À la base, le clonazépam ne possède pas d'AMM pour la sédation terminale mais simplement pour la sédation vigile (soulager temporairement un patient pour la durée d’une intervention anxiogène ou douloureuse). Ne possédant que cette AMM, le clonazépam est strictement contre-indiqué chez les patients présentant un SRAS (puisque les benzodiazépines sont des dépresseurs respiratoires). C’est également le cas du midazolam lorsqu’il est employé pour la sédation vigile mais pas pour la sédation terminale : ça n’aurait pas de sens, le but étant justement de soulager les patients qui décèdent d’un SRAS.
Or, malgré cette ATU, la fiche médicament du clonazépam n’a pas été mise à jour (ce qui est logique, l'ATU est temporaire) et par conséquent il est toujours contre-indiqué chez les patients SRAS. N’importe qui d’un peu logique comprendrait que dans le cadre d’une ATU pour remplacer le midazolam, on reprend l'AMM de celui-ci sur cette indication et donc que le SRAS n’est plus une contre-indication sur la sédation terminale, mais pas les complotistes qui se sont emparés de la fiche médicament où la contre-indication est notée pour essayer de prouver qu’on a assassiné les personnes âgées au Rivotril.
J’ai essayé moi-même de discuter avec certains d’entre eux pour essayer de leur expliquer que leur raisonnement n’avait pas de sens (oui, j’ai du temps à perdre je crois), sans résultat, bien évidemment. Ils s’appuient sur des « preuves » comme des reportages dont on ne peut pas vérifier l’authenticité, des témoignages pas tellement plus convaincants, des articles de loi tordus dans tous les sens pour qu’ils donnent l’impression de confirmer leurs théories, etc.
En voyant toutes ces justifications et en lisant leurs messages m’exhortant à ouvrir les yeux et accepter leurs preuves, je me suis souvenu de ce que font certains qui discutent avec les complotistes : avant tout débat ils leur demandent le genre de preuves qu’ils sont prêts à accepter pour reconnaître qu’ils ont tort. Et je me suis dit qu’il serait intéressant voir même indispensable pour faire preuve d’honnêteté intellectuelle de me poser la même question sur l’histoire du Rivotril.
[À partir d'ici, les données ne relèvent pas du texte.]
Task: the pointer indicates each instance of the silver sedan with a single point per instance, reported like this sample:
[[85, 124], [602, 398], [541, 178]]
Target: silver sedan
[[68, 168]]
Je suis intimement et sincèrement persuadé que cette histoire est totalement inventée et, pour ne pas me retrouver dans la même position qu’eux, à défendre une thèse contre vents et marées armée de ma simple conviction profonde, il est nécessaire de se poser la question des preuves que je suis prêt à accepter pour me montrer que j’ai tort.
Et c’est là que le bât blesse : je n’en ai pas la moindre idée. Si on fait l’hypothèse que ce complot est vrai (bien que, encore une fois, je n’en croie pas un mot), comment pourrions-nous le démontrer ? À partir de quel niveau de preuve peut-on commencer à se dire qu’on se trompe ?
Merci par avance pour vos éclairages.